BY Lesley Goldberg
November 02 2009 3:30 PM ET
Singer-songwriter Brandi Carlile has been out since she was 15, when she was the only out student in her high school. Only recently commenting in the American press about her sexuality, Carlile has skipped being identified as a queer folk performer. The 28-year-old Seattle resident, who found success with 2007's The Story — the title track of which was featured on Grey's Anatomy — just released her third album, Give Up the Ghost, which features guest vocalists including Elton John and Amy Ray of the Indigo Girls. Having recently completed the first leg of her tour to support Ghost, Carlile paused to discuss working with her childhood mentor, coming out publicly, and joining next year's Lilith Fair.

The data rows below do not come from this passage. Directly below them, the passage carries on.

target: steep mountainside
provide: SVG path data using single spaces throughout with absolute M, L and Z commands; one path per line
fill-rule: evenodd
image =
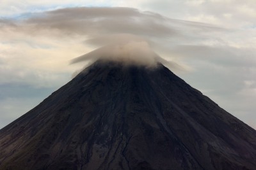
M 97 62 L 0 130 L 0 169 L 256 169 L 256 131 L 159 64 Z

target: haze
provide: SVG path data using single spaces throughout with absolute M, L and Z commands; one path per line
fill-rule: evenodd
M 92 53 L 99 52 L 129 53 L 130 62 L 147 66 L 161 56 L 178 76 L 256 127 L 253 1 L 24 4 L 8 1 L 0 7 L 0 128 L 84 65 L 69 65 L 70 60 L 94 59 Z M 125 50 L 109 50 L 121 46 Z

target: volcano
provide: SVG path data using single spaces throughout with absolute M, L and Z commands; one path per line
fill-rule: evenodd
M 256 169 L 256 131 L 161 64 L 97 61 L 0 131 L 0 169 Z

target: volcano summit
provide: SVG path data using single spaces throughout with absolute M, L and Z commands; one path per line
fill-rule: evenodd
M 256 131 L 175 76 L 97 61 L 0 131 L 0 169 L 256 169 Z

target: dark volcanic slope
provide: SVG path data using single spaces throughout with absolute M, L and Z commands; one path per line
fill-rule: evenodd
M 98 62 L 0 131 L 0 169 L 256 169 L 256 131 L 161 65 Z

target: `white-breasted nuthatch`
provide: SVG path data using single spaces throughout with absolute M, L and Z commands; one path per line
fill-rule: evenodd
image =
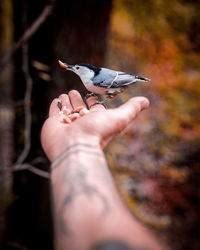
M 146 77 L 133 76 L 125 72 L 107 68 L 98 68 L 87 63 L 72 66 L 60 60 L 58 62 L 62 68 L 76 73 L 88 91 L 94 94 L 106 95 L 108 98 L 122 93 L 130 84 L 150 81 L 150 79 Z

Advocate.com: What does the title of Give Up the Ghost mean?
Brandi Carlile: It's about transcendence. The term "give up the ghost" is most commonly used to describe somebody dying — like if you die, you give up the ghost. You could see that as a really bleak record title, but I see it as a big transition. I have been made well aware the past few years how artists can take their whole lives to write their first record and they have all these experiences to draw from — first love, coming of age, loss — and they have all these things to write a record about — all these profound things — then they write their second record based on being on the road, which is something that's significant, but it's kind of an unrelatable topic. I wanted to make a record based on transcending myself; right now, at this point in my life I'm writing about bigger things than what's happening in the moment.
How has your success with The Story influenced this record?
It influenced Ghost in a lot of ways; not so much my success, but how we recorded influenced Give Up the Ghost musically: the fact that we recorded it live, using old instruments and a lot of T-Bone Burnett's philosophy. Of course, The Story doing well made me really nervous about whether or not Ghost would or wouldn't be good.